Ed Ricks: If you could remove the clinical benefit, what’s it. It’s going to be huge in that probably above anything else. We’re going to create some of the efficiencies that other industries have been working with for 15 years, you know, [00:07:00] the way they’ve used digital and sort of input it in their business from buildings to, operations, to people in the way they actually manage what’s going on.

So to me, that’s going to be one of the biggest gains, certainly because there’s so much technology available that we’ve underutilized from an operational perspective for years, it will be integrated into our day to day lives. Probably.

Bill Russell: Yeah, it is, it will be interesting to see, and we’ll go into more detail of, of where that sort of integrates and what that looks like, in the hospital.

You know, [00:07:30] Eli from a CIO perspective, digital is taken hold. Why is that a good thing?

Eli Tarlow: Well, first of all, why digital hasn’t taken hold historically in healthcare. And, you know, we can spend hours talking about why the healthcare industry lags behind. Others, as it relates to technology, you know, for one reason, healthcare, we have to be more risk adverse or risk balanced.

It is human life. it’s more it’s science as well as art. but with every crisis that comes opportunity. And with [00:08:00] most recently with the coronavirus, a lot of the things that we’re seeing in the last two weeks are things that we know. We haven’t been able to progress on whether it was. For funding reasons, legal reasons, et cetera that have now really propelled and, and, has gone for the last couple of weeks.

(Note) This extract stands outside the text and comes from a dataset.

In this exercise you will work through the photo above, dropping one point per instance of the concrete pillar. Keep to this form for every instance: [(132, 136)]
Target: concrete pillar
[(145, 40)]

I’m personally excited about a lot of the things you’ll be able to accomplish. And I, I’m really excited about the fact that that will be sticking as you pointed out.

Bill Russell: Yeah, it will be interesting. you know, Fred, from, from your [00:08:30] perspective, you know, we’ve talked about patient room now in future, and the, technology foundation for that, you know, why is it a good thing that the digital technologies will be coming in, you know, was there, or were there challenges with the existing technology?

Were there things we were unable to do that now we’re going to be able to do.

Fred Holston: Well, I think so a part of it was that we wanted digital technology or technologies. I wanted [00:09:00] to start the study around digital, to influence healthcare, whether that’s decision, support, protocols, support, whether that’s the HR, regardless of what it is, but we kept layering those on without figuring out the workflows.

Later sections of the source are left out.